The EIC provides relevant funding for strengthening the skills of EIC-supported innovators. Since this support is unlikely to create systemic impact, we recommend complementary measures, to be implemented outside the scope of the EIC, to support universities in the development of sustainable education and training programmes.

  1. Marie Skłodowska-Curie Actions (MSCA)

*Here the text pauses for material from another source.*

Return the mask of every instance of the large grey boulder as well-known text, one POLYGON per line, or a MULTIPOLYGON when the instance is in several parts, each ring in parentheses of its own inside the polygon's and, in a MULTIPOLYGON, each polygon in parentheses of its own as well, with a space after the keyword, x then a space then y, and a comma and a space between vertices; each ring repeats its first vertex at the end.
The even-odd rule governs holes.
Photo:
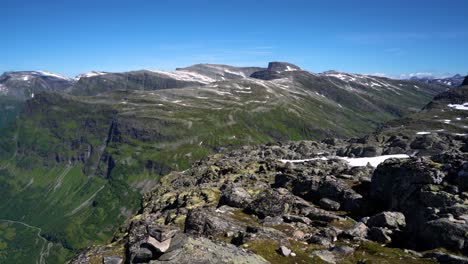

Expand the MSCA under the next framework programme and maintain its focus on excellent research that already has a clear positive impact on researchers’ skills and capacity to develop and commercialise innovation. Equitable R&I partnering with colleagues in different knowledge ecosystems around the world is an example of a key skill that can be scaled up and consolidated for Europe’s competitiveness.

  1. Erasmus+

Continue with the current priorities of the green and digital transformation and ensure that the programme provides opportunities to develop transversal skills that can spur innovative approaches across all study fields.

 

Marco Masia, Head of Entrepreneurship at the University of Vienna: 

“In our entrepreneurship programmes, we help students and researchers develop enterprising competencies. They work together in interdisciplinary groups to elaborate solutions to societal challenges. This is of uttermost importance to prepare future generations to navigate an increasingly VUCA world (characterized by volatility, uncertainty, complexity, and ambiguity). If Europe invests now in providing such competencies, it will be able to become competitive on the world stage while sticking to its core values.”

 

Jo Angouri, Deputy Pro-Vice-Chancellor for Education and Internationalisation at the University of Warwick: 

“Research-led universities must leverage their distinctive strengths to foster innovation in teaching and lifelong learning. Models that enable universities to engage in multi-stakeholder collaboration are needed, not just to respond to change, but to play a leading role in societal and economic resilience. Operating within dynamic and complementary ecosystems can provide opportunities for individualised pathways and problem-solving education that are not always possible within traditional structure and resourcing. Promising initiatives are emerging from alliances, yet significant barriers remain. We are now at a stage where we need the right tools and incentives to move beyond the initial phase of experimentation towards a sustainable, pragmatic, and well-resourced framework that integrates innovation into mainstream higher education.”